Parker and Starr immediately called for the patient to be rushed to surgery for a C-section delivery, avoiding a precipitous delivery of a 31-week, breech baby, which could have been disastrous had they made the flight with the patient on board.
“We get so much training in our profession that we know how to look out for signs that would indicate we need to reevaluate the situation, and for many EMS personnel, a call concerning a high-risk OB patient is an example of that type of scenario,” said Starr.
“Exposure, exposure, exposure,” said Parker, who adds that their clinical experience in dealing with high-risk patients has only made her and Starr stronger in their role as EMS first responders.
“Starr and I are like a ‘black cloud,’ we’re prepared for the worst, but every once in a while, we experience ‘Zebra stripes,’ and that means there’s a break in that ‘black cloud’ and hope gives way. It’s not all bad, and that’s where our training has made such a huge impact in bringing about a good outcome in what would have otherwise been bad.”
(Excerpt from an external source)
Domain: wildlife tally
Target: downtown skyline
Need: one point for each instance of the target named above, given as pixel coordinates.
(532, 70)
And for that mother and baby in early August, that was exactly the case.
Starr and Parker not only made a judgement call that resulted in the safe delivery of that breeched baby, but also stayed at the hospital, consulting and interacting with on-site doctors and clinicians, ensuring both patients were safe and stable. Additionally, they activated a specialized neonatal intensive care unit (NICU) team, which arrived at the hospital to continue care and safely move both patients to another facility where they would receive advanced treatment.
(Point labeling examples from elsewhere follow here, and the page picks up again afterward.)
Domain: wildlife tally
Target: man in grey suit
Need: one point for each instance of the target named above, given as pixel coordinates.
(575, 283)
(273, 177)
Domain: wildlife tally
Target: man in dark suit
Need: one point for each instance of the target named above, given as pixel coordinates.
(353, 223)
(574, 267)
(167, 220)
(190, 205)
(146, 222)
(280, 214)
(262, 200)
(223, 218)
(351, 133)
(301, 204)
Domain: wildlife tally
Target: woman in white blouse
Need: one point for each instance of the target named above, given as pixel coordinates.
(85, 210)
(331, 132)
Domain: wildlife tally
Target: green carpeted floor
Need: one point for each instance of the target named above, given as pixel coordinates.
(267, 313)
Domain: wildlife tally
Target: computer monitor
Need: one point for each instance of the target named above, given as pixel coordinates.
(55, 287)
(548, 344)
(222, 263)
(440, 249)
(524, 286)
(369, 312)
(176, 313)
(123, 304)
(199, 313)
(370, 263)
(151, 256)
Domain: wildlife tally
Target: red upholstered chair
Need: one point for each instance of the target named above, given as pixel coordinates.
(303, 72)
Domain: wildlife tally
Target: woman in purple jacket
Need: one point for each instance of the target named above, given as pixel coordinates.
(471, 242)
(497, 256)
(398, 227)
“In our line of work, there are always wins and losses,” said Starr. “The losses are hard to forget; they do sit with us, but that’s why it’s important to remember the wins, too. That’s what helps us do our jobs.”
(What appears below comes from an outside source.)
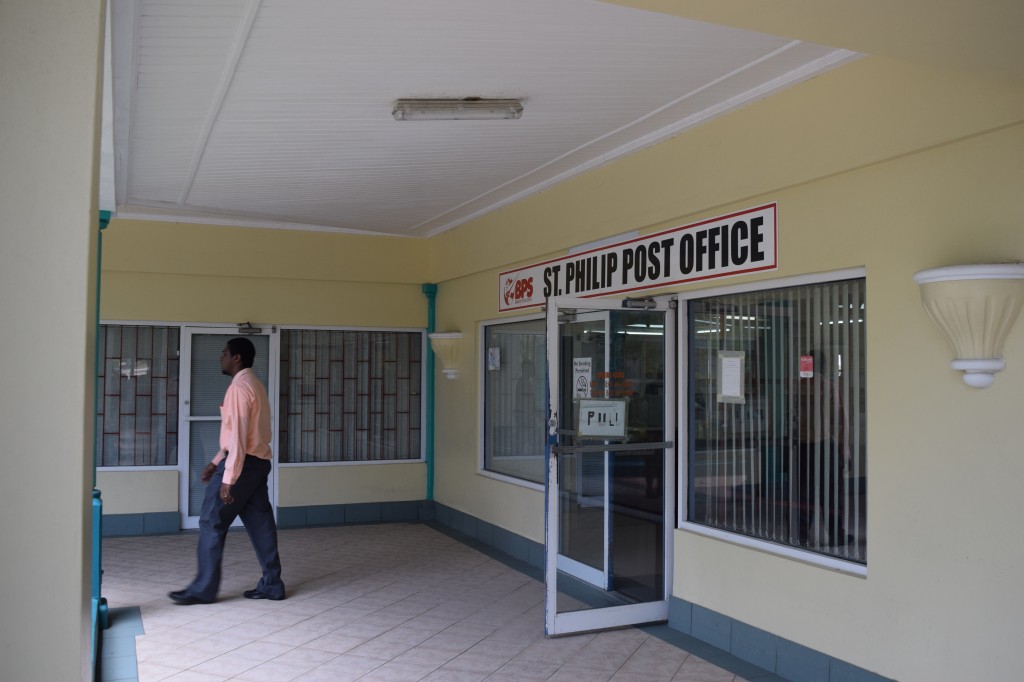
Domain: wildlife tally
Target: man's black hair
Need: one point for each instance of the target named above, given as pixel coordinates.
(243, 346)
“We do a lot of debriefing after every call we respond to, so it’s ingrained in our thinking on how to handle high-risk medical situations. For that call in August, it was for the sake of the baby we made our decision to not take the mother-to-be/patient in our care,” said Parker. “It was the right call, and our training is what helped us make it. EMS is a tough profession to be in, but I wouldn’t change it for a second. I am exactly where I am supposed to be, and I’m doing exactly what I am supposed to do.”